The political environment is shifting
We can all acknowledge that the last four years has been favorable toward business. Particularly dirt-moving high profile business like pipelines. It is certainly fair to say the pipeline companies have had a friend in the White House. That looks like it's going to change, with an incoming administration that has an entirely different mindset.
It was noted in the WSJ article that in some measure Trump's advocacy actually worked against these companies by fueling court challenges to rubber-stamped administration approvals that may have stood on shaky ground legally.
The ET saga with the Dakota Access Pipeline certainly comes to mind. Much has been written on this situation and as of this writing, we are still waiting for a conclusion. Its fate is in the hands of a federal judge who has twice ruled unfavorably toward the company. Currently, the judge has ordered the Army Corp of Engineers to do a complete EIS review, something the Trump administration had short-circuited. If the DAPL is eventually shut down it will cost as much as $10 bbl to rail crude being exported out of the Bakken to refining capacity in Eastern Illinois.

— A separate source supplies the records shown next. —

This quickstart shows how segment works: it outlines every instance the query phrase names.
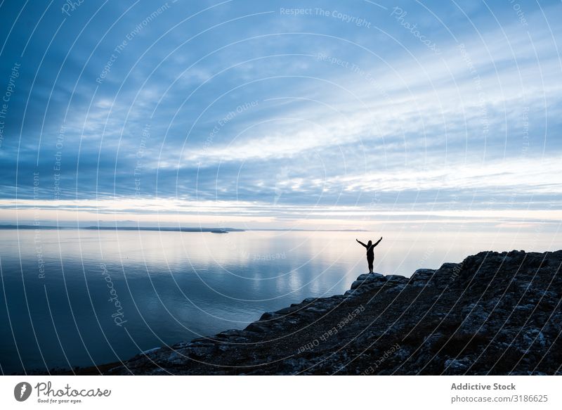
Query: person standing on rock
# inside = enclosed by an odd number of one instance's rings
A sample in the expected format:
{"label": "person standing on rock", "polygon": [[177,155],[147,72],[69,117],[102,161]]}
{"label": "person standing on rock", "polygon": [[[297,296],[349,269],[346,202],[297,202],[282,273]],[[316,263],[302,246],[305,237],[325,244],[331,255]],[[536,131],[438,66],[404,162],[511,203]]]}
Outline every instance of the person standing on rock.
{"label": "person standing on rock", "polygon": [[373,262],[374,261],[374,251],[373,250],[373,249],[374,248],[375,246],[379,245],[379,243],[381,241],[382,241],[382,236],[381,236],[381,238],[379,239],[379,241],[377,241],[377,243],[375,243],[374,245],[373,245],[373,243],[371,242],[370,241],[367,243],[367,245],[359,241],[359,239],[355,238],[355,241],[357,241],[359,243],[360,243],[367,248],[367,263],[369,264],[369,273],[372,274]]}

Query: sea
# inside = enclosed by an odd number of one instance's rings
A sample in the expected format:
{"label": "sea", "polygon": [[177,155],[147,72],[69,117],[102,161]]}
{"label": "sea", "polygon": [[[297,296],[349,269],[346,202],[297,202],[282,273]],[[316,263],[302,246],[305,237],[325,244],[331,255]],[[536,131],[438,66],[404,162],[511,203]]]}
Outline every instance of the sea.
{"label": "sea", "polygon": [[367,271],[355,239],[381,236],[374,271],[405,276],[482,250],[560,245],[540,232],[3,229],[0,371],[117,362],[344,293]]}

So what is the value of the DAPL? Just on additional crude costs alone, it's huge. So far the Bakken is on track to export 425 mm barrels of crude through YE 2020. At $10 bucks a barrel, that is an additional cost of $4.3 bn.

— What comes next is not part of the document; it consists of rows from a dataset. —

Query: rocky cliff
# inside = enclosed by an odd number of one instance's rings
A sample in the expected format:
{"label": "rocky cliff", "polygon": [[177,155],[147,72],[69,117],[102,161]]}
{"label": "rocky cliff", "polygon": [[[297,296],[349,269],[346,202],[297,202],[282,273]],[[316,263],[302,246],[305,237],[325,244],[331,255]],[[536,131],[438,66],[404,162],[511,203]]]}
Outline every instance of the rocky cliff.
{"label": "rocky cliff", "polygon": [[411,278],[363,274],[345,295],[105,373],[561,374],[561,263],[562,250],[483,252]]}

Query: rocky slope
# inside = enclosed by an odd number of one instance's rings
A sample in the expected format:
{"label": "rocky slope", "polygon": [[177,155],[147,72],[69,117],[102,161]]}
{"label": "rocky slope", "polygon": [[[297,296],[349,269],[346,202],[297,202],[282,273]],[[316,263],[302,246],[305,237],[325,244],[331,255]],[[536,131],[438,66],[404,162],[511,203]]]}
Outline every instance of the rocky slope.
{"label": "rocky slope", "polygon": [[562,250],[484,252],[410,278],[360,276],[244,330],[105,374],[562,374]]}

The fact that new pipelines may just be more expensive, or even impossible to build is going to have an impact on the value of existing infrastructure.
One thing about implied valuation is, you can't ever tell when the market is going to assess it or take it away. Currently, Energy Transfer has 90,000 miles of oil and gas pipeline infrastructure in place. Let's use what WB paid for Dominion's assets, $2.0 million a mile. Doing the 4th-grade multiplication gets you to 180 billion for ET’s installed assets, a far cry from ET’s capitalization of $18.9 bn.
What is the EV of the company today? The market cap is $18.9 bn and the debt is around $40 bn, so say +/- $58 bn, still way less than what WB paid for Dominion’s assets. On that admittedly skimpy arithmetic, you can see the assets of ET are way undervalued by the market. What sort of unit price would come close to reflect the value of this hardware? With 2.7 bn units outstanding an increase to $67 per unit would be needed to reflect the value of installed pipelines, again, at $2.0 million per mile.
You could play the same game with ENB and it would come out the same. The market is currently valuing these companies like their hardware comes for free. And, we know intuitively, that just doesn’t happen in the real world.
As markets tighten in the energy space generally in the coming year, and some oil and gas developments are "stranded" for lack of takeaway capacity, there could be some upward push for the patient and long-suffering investors in these under-valued energy infrastructure companies.